Whether you want to master shutter speed as part of Exposure Triangle or use it artistically, the Shutter Speed Cheat Sheet makes things much easier!
The equation behind the relationship between Exposure and Shutter Speed is straightforward; by doubling or halving the shutter speed you are changing the exposure value by 1-stop. However, the introduction of digital cameras changed everything by no longer restricting how much we can change the shutter speed. Some cameras allow us to change the speed by half or even a third of a stop. Use the Shutter Speed Cheat Sheet to help you estimate and calculate your exposure.
Using the right shutter speed is vital in photographing moving objects. Look at the Shutter Speed Cheat Sheet to see how speed directly affects image sharpness.
The Cheat Sheet illustrates how a faster shutter speed means that less light reaches the camera sensor and a longer shutter speed means that more light reaches the sensor.

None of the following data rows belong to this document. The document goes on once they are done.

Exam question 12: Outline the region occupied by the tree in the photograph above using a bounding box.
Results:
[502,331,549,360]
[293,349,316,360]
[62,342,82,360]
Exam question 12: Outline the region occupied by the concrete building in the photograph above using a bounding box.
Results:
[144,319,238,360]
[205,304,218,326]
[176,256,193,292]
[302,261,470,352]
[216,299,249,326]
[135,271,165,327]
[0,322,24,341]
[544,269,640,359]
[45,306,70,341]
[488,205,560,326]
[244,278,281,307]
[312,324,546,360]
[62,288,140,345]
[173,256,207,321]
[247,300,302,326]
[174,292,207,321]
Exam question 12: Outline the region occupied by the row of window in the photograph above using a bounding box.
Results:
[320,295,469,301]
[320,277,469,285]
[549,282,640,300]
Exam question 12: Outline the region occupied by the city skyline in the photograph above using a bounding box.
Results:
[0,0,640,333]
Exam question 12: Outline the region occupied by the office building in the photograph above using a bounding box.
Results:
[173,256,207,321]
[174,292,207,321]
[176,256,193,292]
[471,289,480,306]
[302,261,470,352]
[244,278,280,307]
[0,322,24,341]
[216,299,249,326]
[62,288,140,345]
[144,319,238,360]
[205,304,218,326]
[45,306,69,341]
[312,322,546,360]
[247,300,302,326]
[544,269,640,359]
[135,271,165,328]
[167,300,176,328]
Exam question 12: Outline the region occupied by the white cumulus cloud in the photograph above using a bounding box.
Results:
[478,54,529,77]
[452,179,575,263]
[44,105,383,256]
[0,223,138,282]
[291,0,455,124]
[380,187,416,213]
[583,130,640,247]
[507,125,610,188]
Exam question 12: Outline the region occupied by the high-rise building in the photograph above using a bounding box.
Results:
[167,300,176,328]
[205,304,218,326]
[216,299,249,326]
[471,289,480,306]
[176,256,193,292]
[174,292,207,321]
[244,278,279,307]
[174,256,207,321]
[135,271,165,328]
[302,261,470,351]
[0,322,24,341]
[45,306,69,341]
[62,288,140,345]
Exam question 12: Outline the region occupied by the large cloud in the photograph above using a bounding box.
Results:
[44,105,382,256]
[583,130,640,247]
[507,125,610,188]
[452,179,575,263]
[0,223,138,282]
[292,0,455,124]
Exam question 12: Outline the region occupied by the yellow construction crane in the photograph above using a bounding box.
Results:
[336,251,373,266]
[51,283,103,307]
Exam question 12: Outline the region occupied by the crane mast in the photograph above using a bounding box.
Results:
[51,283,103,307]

Wildlife photographers typically use a 1/2000th of a second shutter speed to ensure birds in flight are sharp. Ultimately, you can reduce the speed to 1/400th to give the bird a sharp body and blurry wings.
Shutter speed is crucial in fast-moving sports like football and soccer where a shutter speed between 1/500th and 1/1000th freezes the action to create crisp and sharp images.

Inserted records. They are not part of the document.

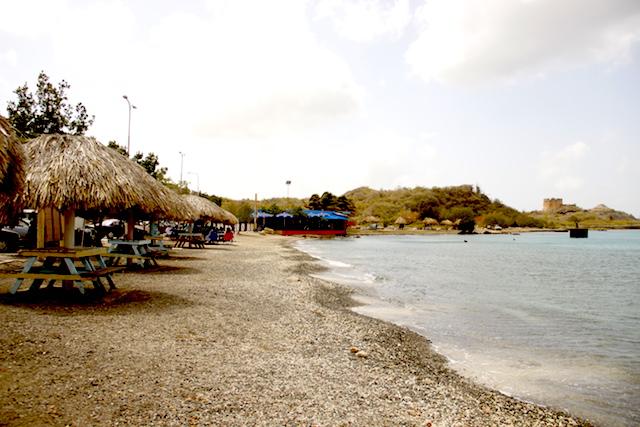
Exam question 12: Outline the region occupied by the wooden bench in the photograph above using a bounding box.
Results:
[102,252,158,267]
[0,267,124,293]
[0,267,124,281]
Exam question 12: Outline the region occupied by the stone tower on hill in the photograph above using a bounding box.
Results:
[542,199,562,212]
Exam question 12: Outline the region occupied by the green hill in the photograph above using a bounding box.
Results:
[345,185,545,227]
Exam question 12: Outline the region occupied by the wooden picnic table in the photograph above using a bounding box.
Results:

Most streets are in constant movement with pedestrians and vehicles. That is why shutter speed is critical to produce the right exposure and to avoid soft or blurry images.
Shutter speed varies across landscapes and techniques. When using a tripod, a slower shutter speed of 1/8th or ¼ of a second is acceptable. However, to avoid blurry images when shooting hand held, you need to use a faster shutter speed.
Panning is an artistic effect created when a slower shutter speed of 1/15th to 1/60th is used to track a moving object like a car. This causes the car to stay in focus while its surroundings are completely blurred.
Capturing fast-moving water with a longer shutter speed creates a visual effect of motion blur which does not exist in reality.
For slower moving water like ocean, lakes, and rivers you need to use a shutter speed slower than half a second to create dreamy landscapes and seascapes with silky, smooth water.
Capturing fireworks can be exceptionally difficult. A faster shutter speed yields a speck of light across a dark sky and a slower speed creates a blurry, overexposed image. Try using a 3-5 second shutter speed for optimal results.
Like fireworks, shooting the stars requires balance. A faster shutter speed produces tiny and dim stars, but a longer shutter speed (over 30 seconds) produces a trail effect. For the brightest and clearest stars, try a shutter speed between 15 and 25 seconds.
Take advantage of the earth spinning on its axis by opening the shutter speed long enough to capture the star trail. This is often done with a 15-minute (or longer) shutter speed (exposure time). However, you can create the same effect digitally by taking a series of photos (100+) with a 30 seconds exposure each. Later, blend the images together using editing software to create a gorgeous trail effect.